How to Get Live Text OCR on Photos Right Now from iOS 15
One of the innovations in iOS 15, which Apple unveiled at the developer conference on June 7, was the Live Text feature. Its purpose is to read the text in photographs taken with a camera. This can be a snapshot of a board, document, receipt, label, and much more. All you need is to click on the recognition button, and then select and copy the resulting text. The thing is definitely very cool and comfortable. But you don’t have to wait until iOS 15 is released to take advantage of it.

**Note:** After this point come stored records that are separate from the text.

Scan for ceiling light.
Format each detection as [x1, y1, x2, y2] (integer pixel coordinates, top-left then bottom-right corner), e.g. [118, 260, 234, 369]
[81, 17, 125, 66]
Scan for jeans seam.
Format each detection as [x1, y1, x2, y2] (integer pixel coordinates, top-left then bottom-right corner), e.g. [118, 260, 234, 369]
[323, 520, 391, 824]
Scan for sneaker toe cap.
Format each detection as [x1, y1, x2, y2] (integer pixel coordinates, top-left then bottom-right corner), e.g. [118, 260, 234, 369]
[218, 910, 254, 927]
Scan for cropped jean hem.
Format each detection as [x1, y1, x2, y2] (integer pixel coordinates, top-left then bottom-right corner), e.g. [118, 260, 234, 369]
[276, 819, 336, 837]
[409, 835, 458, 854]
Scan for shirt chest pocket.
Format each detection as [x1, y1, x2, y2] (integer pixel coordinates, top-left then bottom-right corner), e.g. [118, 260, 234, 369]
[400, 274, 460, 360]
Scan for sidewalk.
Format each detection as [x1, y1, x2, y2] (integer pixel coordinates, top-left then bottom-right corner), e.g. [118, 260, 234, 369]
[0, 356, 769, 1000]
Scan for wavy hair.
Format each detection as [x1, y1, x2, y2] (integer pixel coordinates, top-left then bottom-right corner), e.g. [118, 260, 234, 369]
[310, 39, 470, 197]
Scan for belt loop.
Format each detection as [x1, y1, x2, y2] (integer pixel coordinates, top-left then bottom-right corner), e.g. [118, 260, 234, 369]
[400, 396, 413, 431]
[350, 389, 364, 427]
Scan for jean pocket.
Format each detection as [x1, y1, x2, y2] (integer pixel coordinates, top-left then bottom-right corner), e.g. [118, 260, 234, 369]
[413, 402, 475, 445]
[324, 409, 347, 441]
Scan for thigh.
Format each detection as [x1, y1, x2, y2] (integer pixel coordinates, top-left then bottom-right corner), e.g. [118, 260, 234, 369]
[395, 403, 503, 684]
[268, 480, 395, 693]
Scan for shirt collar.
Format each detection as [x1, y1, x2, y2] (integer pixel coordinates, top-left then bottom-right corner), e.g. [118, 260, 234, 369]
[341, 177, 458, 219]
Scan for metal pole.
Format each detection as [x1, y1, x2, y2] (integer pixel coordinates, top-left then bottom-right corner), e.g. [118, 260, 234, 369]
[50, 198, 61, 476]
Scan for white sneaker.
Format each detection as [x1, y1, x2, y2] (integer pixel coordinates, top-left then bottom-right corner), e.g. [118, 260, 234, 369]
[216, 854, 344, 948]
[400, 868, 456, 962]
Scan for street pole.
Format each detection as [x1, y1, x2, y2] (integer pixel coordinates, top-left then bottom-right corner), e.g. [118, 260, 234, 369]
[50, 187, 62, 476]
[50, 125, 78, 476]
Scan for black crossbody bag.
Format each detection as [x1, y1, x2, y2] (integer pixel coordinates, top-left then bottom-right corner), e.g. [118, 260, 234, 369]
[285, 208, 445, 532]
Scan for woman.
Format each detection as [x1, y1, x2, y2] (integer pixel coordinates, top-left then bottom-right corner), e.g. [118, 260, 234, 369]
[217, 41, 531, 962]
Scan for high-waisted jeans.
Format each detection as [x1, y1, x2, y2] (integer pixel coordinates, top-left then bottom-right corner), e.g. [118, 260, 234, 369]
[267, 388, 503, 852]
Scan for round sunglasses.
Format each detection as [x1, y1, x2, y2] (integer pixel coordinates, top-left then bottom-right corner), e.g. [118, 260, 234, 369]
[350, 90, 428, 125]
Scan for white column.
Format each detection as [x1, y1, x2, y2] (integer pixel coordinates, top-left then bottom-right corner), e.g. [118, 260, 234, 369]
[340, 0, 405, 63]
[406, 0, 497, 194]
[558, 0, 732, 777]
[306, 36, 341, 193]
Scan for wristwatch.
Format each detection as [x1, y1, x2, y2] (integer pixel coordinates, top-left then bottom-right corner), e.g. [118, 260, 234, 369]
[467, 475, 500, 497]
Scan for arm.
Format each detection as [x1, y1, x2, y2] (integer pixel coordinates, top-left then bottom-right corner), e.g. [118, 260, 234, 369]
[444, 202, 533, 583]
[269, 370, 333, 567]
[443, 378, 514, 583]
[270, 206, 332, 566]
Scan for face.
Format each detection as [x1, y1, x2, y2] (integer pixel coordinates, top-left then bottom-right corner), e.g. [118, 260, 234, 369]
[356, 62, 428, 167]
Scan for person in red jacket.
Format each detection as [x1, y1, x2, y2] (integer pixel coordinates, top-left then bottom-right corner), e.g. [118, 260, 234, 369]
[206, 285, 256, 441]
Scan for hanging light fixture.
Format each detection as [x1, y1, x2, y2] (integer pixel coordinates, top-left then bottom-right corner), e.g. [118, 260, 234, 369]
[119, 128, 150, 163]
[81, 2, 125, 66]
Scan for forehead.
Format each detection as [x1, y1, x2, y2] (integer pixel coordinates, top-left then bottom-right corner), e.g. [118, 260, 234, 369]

As you can probably imagine, the Live Text feature is not exclusive to Apple. Because applications and services that can recognize text in photos and copy it has been around for a very long time. So the choice will obviously be large, do not hesitate.
How to copy text from a photo
Most of these applications, as a rule, are either independent solutions that can no longer do anything or, on the contrary, can do too much, which frightens users. So it’s not very convenient to use them. Fortunately, Google Photos is a welcome exception to this rule.
Yes, yes, Google Photos also has text recognition on photos. Here’s how it works:
- Download the Google Photos app from the App Store ;
- Run it and upload a photo with text there;
- Click “Copy text from image”;
- Select the desired fragment and click “Copy”.
Typically, when you open a photo in the Google Photos interface, the application algorithms immediately determine that it contains the text. Therefore, the offer to copy it most often appears automatically. But, if this did not happen, click on the “Google Lens” button (second from the right).
Thus, you can recognize not only printed text on paper but also on other media. For example, Google Photos’ algorithms do a great job with signs, pointers, banners, and even handwritten text. True, it is desirable that the text be written in block letters because the application has quite big problems with writing.
Recognizing text in photos
But Google Photos can not only recognize text but also offers many options for subsequent interaction with the result. For example, you can translate it into another language, search for information on it in Google, listen to it, and also transfer it to your computer when the synchronization function is enabled.
In fact, Google’s recognition algorithms work well enough that there are usually no mistakes. However, the recognition accuracy depends on the quality of the typing of the text, the lighting, and the angle at which the picture was taken. See how many mistakes the application makes on the example of cheese packaging and how accurately it recognizes everything on the Big Taste box.
Poor recognition quality in the case of a cheese label is due to bruising. Because of this, the entire text is not in the same plane, but is, as it were, divided into fragments, which, moreover, are quite noticeably displaced relative to each other. Algorithms have to work hard to recognize everything, and this provokes them to make mistakes. In the case of “Big Tasty”, the field for recognition is clearly better.